Тарада не мог признаться, что в его кармане имеется только список тех, кто, по его мнению, изменил верноподданническим чувствам, долгу воина императорской армии.
Но ведь можно и присочинить кое-что, чтобы его заслуги выглядели более внушительно.
— Садитесь, Тарада-сан, — оживился помощник капитана. — Мы рады вас видеть и поздравить с успешным исполнением вашего долга. Рад познакомиться. Вот, для начала выпейте, закусите.
Тарада бесцеремонно уселся за стол и залпом выпил несколько чашечек сакэ. Все продолжали молчать, с любопытством поглядывая на Тараду.
Помощник капитана, немного обождав, осторожно заговорил:
— Ещё раз поздравляю вас, поручик. Теперь вы на территории нашей страны, ибо, где бы ни был “Сидзу-мару”, наш корабль — неотъемлемая часть нашей прекрасной родины. Здесь собрались верноподданные его величества, и если бы вы были любезны рассказать нам о своих подвигах…
— Вот как? — иронически переспросил Тарада. — Не выйдет, милейший. Лучше ещё достаньте сакэ. Плачу я. У моего отца поместье, и я его наследник. Понятно? До дна! — поднял он чашечку с сакэ.
* * *
В трюме душно, и Эдано предпочитал отсиживаться на палубе. “Сидзу-мару” казался черепахой, беспомощно болтающейся среди моря. На третий день пути над судном с ревом пронеслись два американских самолета. Казалось, они зацепят мачты корабля.
Самолеты сделали ещё один заход и удалились в сторону Хоккайдо. На Эдано повеяло чем-то чужим, неприятным.
Утром они увидят берега Японии. Разве можно уснуть этой ночью? Эдано видел, что не только он, многие не могут сомкнуть глаз. Рядом, вздыхая, ворочался Савада.
Эдано обулся и вышел на палубу. Ночь была по-южному темной. Луна чуть просвечивала сквозь проносившиеся в небе облака. Море тихо вздыхало, и шум корабельной машины разносился далеко. Отличительные огни бросали скупые оранжевые пятна на надстройки. Корабль шел, ничего на этот раз не опасаясь, но он был очень стар и плохо приспособлен для перевозки людей.
Эдано перешел на корму и присел на бухту каната.
Хотелось побыть одному, и он обрадовался, что здесь нет никого, кто мог бы нарушить его одиночество.
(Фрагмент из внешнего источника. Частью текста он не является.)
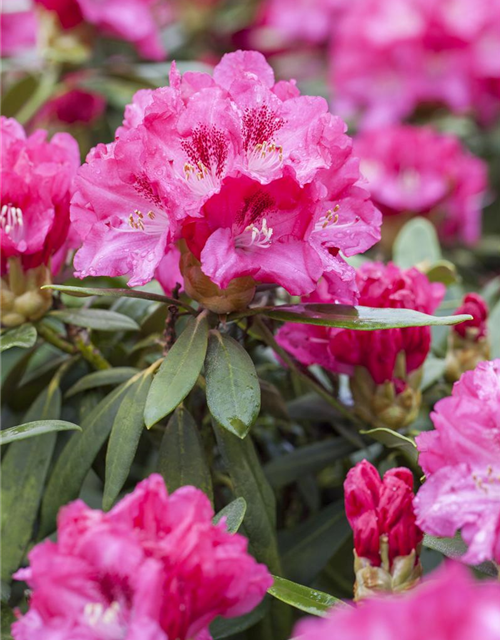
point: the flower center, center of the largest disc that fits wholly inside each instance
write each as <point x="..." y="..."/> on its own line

Он задумался и услышал шаги подходившего человека только тогда, когда тот оказался рядом. Резко пахнуло запахом спиртного.
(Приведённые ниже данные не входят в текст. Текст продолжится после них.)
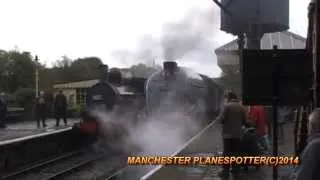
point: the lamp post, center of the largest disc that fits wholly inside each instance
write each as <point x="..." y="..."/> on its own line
<point x="37" y="75"/>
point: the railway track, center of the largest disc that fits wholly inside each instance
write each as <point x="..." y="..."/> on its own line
<point x="57" y="167"/>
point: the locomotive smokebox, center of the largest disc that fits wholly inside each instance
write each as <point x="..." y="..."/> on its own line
<point x="104" y="72"/>
<point x="170" y="66"/>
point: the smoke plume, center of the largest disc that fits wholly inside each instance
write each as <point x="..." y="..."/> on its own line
<point x="189" y="41"/>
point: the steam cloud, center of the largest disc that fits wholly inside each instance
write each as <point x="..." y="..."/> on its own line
<point x="159" y="134"/>
<point x="189" y="41"/>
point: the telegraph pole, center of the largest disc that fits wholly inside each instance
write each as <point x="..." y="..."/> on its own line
<point x="37" y="75"/>
<point x="316" y="51"/>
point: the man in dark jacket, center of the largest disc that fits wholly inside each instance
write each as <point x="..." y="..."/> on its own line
<point x="232" y="118"/>
<point x="3" y="110"/>
<point x="60" y="106"/>
<point x="309" y="169"/>
<point x="41" y="109"/>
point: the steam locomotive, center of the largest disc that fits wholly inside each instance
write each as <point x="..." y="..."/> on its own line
<point x="167" y="90"/>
Человек остановился и сказал с неожиданной ненавистью и злобой:
— А, это ты, красный камикадзе!
Эдано вскочил и всмотрелся.
— Хомма?!
— Ха, Хомма!.. Теперь я снова поручик Тарада Санэтака!
— Тарада? — растеряно произнес Эдано.
— Да, Тарада. Сын Тарады, у которого ты, голодранец, был в гостях. Мне написали. Значит, ты был камикадзе, а потом стал подлизываться к коммунистам?
— Замолчи!
— Нет, теперь я, поручик Тарада, заставлю тебя замолчать. Это я приказал пристукнуть тебя кирпичом. Это я помог схватить твоего отца-коммуниста. Я своими руками прикончил твоего дружка Адзуму. А завтра, завтра мы расправимся со всеми вами. Все вы у меня здесь! — хлопнул он себя рукой по карману кителя.
Эдано, тяжело дыша, слушал похвальбу пьяного Тарады.
Гнев, жгучий, требующий немедленного действия гнев, душил его, туманил рассудок. В голове мелькали обрывки мыслей: “Отца… Меня… Адзуму… Всех… Я поклялся за Адзуму…” Он схватил поручика за горло, притянул к себе и сжал пальцы.
Из темноты вынырнул Савада.
— Эдано!.. — Поняв, в чем дело, он проворив сунул в рот Тарады какую-то тряпку и схватил его за ноги.
Тело Тарады неслышно скользнуло в воду.